H34F-04
Robustness Analysis of Regional Water Supply Portfolios using Synthetic Inflow Scenarios with Variable Drought Frequency

Wednesday, 16 December 2015: 16:45
3011 (Moscone West)
Jonathan D Herman1, Harrison Bray Zeff2, Jonathan Richard Lamontagne3, Patrick M Reed3 and Gregory W Characklis2, (1)University of California Davis, Civil & Environmental Engineering, Davis, CA, United States, (2)University of North Carolina at Chapel Hill, Chapel Hill, NC, United States, (3)Cornell University, Ithaca, NY, United States
Abstract:
Robustness analyses of water supply systems have moved toward exploratory simulation to discover scenarios in which existing or planned policies may fail to meet stakeholder objectives. Such assessments rely heavily on the choice of plausible future scenarios, which, in the case of drought management, requires sampling or generating a broad ensemble of reservoir inflows which do not necessarily reflect the historical record.
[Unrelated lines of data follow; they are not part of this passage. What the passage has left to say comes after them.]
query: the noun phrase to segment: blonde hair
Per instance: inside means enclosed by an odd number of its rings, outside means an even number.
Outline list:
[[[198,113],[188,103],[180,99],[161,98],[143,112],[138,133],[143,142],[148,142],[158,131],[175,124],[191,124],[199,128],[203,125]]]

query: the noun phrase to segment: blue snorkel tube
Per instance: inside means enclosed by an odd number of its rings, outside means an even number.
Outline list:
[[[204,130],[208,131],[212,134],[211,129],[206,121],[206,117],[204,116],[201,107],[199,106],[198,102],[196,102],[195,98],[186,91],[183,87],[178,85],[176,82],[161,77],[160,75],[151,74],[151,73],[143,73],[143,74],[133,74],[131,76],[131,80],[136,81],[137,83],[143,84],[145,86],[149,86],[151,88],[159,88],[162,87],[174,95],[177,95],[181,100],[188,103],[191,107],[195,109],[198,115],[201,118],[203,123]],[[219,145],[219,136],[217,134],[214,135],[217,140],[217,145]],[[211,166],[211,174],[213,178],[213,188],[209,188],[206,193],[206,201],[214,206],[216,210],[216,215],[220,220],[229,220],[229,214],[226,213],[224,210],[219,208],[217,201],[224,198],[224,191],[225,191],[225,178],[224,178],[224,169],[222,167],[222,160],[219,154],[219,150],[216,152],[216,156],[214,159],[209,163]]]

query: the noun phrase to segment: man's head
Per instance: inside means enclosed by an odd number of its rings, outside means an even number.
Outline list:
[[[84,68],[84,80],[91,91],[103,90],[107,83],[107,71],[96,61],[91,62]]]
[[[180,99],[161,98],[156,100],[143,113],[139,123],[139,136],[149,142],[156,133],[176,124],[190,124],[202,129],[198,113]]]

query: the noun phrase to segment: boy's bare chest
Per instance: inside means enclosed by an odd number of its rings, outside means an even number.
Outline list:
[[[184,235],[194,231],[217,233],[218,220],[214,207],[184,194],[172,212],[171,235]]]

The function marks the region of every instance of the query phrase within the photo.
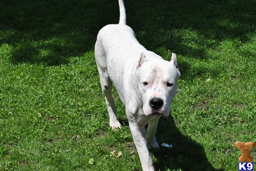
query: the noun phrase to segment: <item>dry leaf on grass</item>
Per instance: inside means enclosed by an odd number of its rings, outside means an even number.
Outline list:
[[[116,158],[119,158],[121,156],[121,154],[122,154],[122,152],[118,151],[118,154],[117,156],[115,156],[115,157]]]
[[[113,151],[111,151],[110,152],[110,154],[110,154],[110,156],[109,156],[109,157],[111,157],[111,156],[115,156],[115,152],[116,151],[116,150],[114,150]]]

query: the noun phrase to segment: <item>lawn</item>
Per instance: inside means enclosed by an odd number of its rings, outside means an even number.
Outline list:
[[[1,1],[0,170],[141,170],[114,89],[122,128],[109,128],[94,57],[117,1]],[[237,170],[235,142],[256,142],[256,1],[125,3],[139,41],[175,53],[182,74],[157,133],[173,147],[150,151],[156,168]]]

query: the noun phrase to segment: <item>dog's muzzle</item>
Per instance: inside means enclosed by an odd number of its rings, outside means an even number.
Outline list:
[[[149,106],[152,109],[157,110],[161,108],[163,101],[160,98],[154,97],[149,101]]]

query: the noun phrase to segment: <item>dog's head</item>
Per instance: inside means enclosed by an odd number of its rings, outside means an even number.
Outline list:
[[[169,115],[172,100],[177,92],[177,81],[180,77],[177,66],[175,54],[172,54],[170,62],[162,59],[147,61],[145,53],[141,54],[136,74],[145,115]]]

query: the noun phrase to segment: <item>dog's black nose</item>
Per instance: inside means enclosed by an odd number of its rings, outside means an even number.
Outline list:
[[[160,98],[154,97],[150,100],[149,104],[151,108],[157,110],[160,108],[163,104],[163,101]]]

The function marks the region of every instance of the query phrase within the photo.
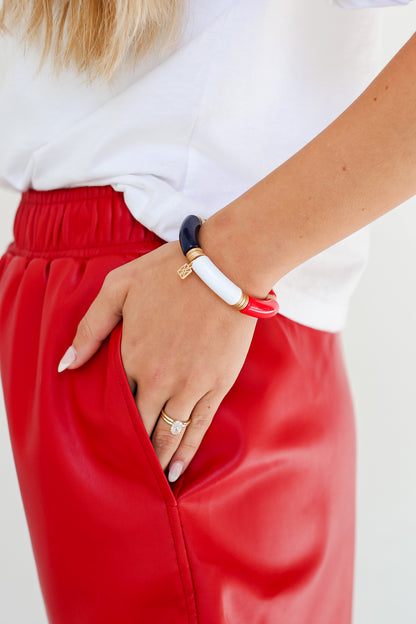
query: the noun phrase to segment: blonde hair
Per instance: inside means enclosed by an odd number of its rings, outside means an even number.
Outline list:
[[[57,74],[72,66],[105,82],[123,62],[177,43],[183,1],[3,0],[0,32],[42,49],[38,71],[51,55]]]

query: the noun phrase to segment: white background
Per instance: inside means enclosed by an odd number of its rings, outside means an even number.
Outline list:
[[[387,62],[413,34],[416,3],[384,14]],[[18,199],[0,191],[0,250],[11,239]],[[372,232],[344,332],[358,436],[354,624],[415,624],[416,198]],[[0,624],[46,622],[1,405]]]

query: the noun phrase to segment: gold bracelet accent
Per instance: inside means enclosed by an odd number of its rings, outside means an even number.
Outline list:
[[[244,308],[247,305],[248,305],[248,295],[246,295],[246,293],[242,293],[237,303],[234,303],[234,308],[237,308],[237,310],[244,310]]]
[[[189,264],[192,264],[194,260],[196,260],[197,258],[200,258],[201,256],[205,256],[201,247],[193,247],[186,254],[186,259],[188,260]]]

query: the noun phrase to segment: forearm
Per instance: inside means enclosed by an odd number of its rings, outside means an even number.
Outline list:
[[[288,271],[416,194],[416,35],[282,166],[213,215],[200,243],[264,296]]]

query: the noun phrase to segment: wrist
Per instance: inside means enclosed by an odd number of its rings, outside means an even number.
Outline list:
[[[207,219],[199,230],[204,253],[227,277],[247,294],[264,299],[274,285],[256,255],[256,235],[249,238],[241,219],[221,210]]]

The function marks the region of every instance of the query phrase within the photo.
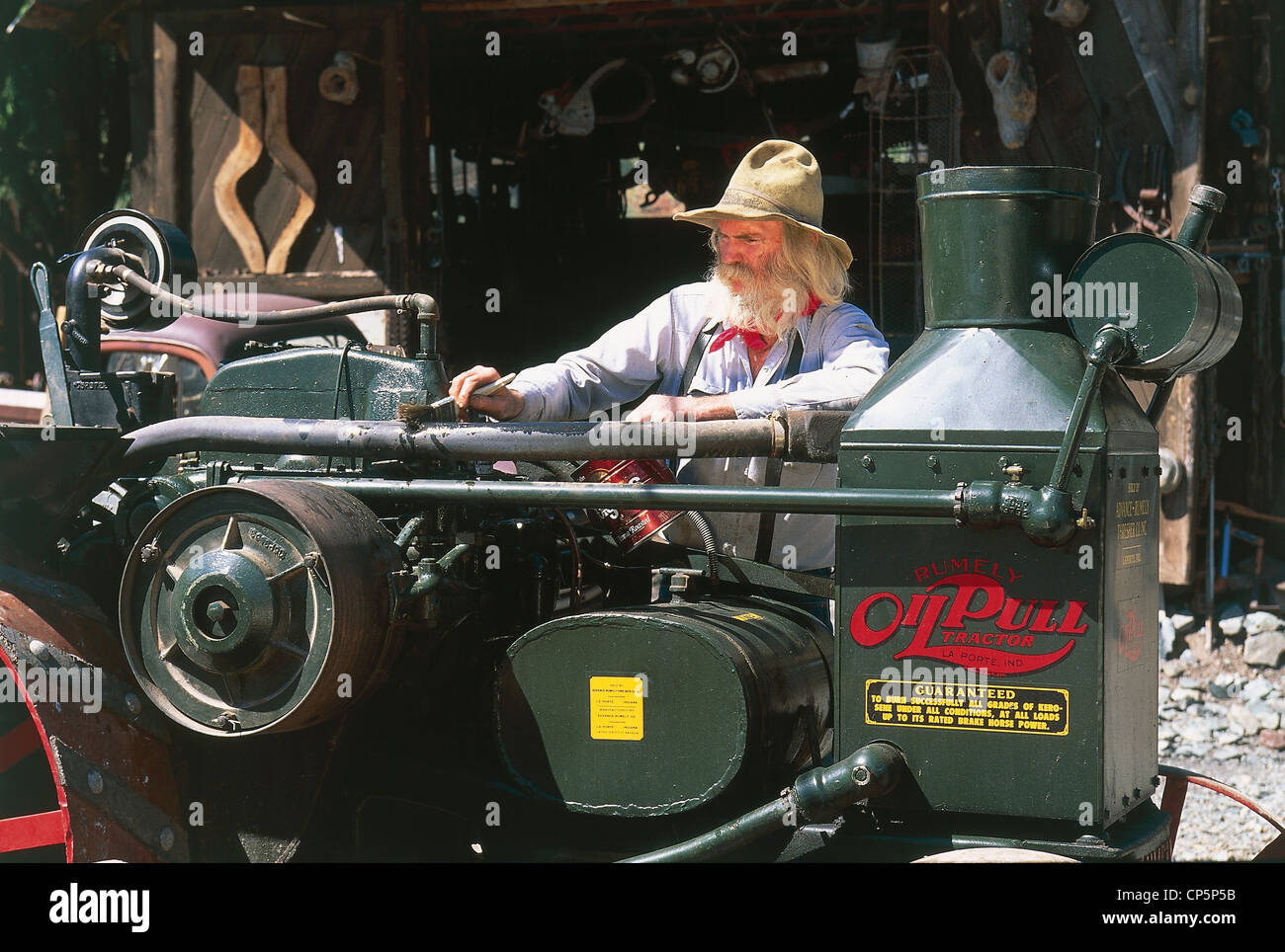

Here we adapt a widely used synthetic streamflow generation method to adjust the frequency of low-flow periods, which can be related to impactful historical events from the perspective of decision makers. Specifically, the modified generation procedure allows the user to specify parameters n, p such that events with observed weekly non-exceedance frequency p appear in the synthetic scenario with approximate frequency np (i.e., the pth percentile flow occurs n times more frequently). Additionally, the generator preserves the historical autocorrelation of streamflow and its seasonality, as well as approximate multi-site correlation. Using model simulations from recent work in multi-objective urban drought portfolio planning in North Carolina, a region whose water supply faces both climate and population pressures, we illustrate the decision-relevant consequences caused by raising the frequency of low flows associated with the 2007-2008 drought. This method explores system performance under extreme events of increasing frequency prior to reconciling these findings with climate model projections, and thus can be used to support bottom-up robustness methods in water systems planning.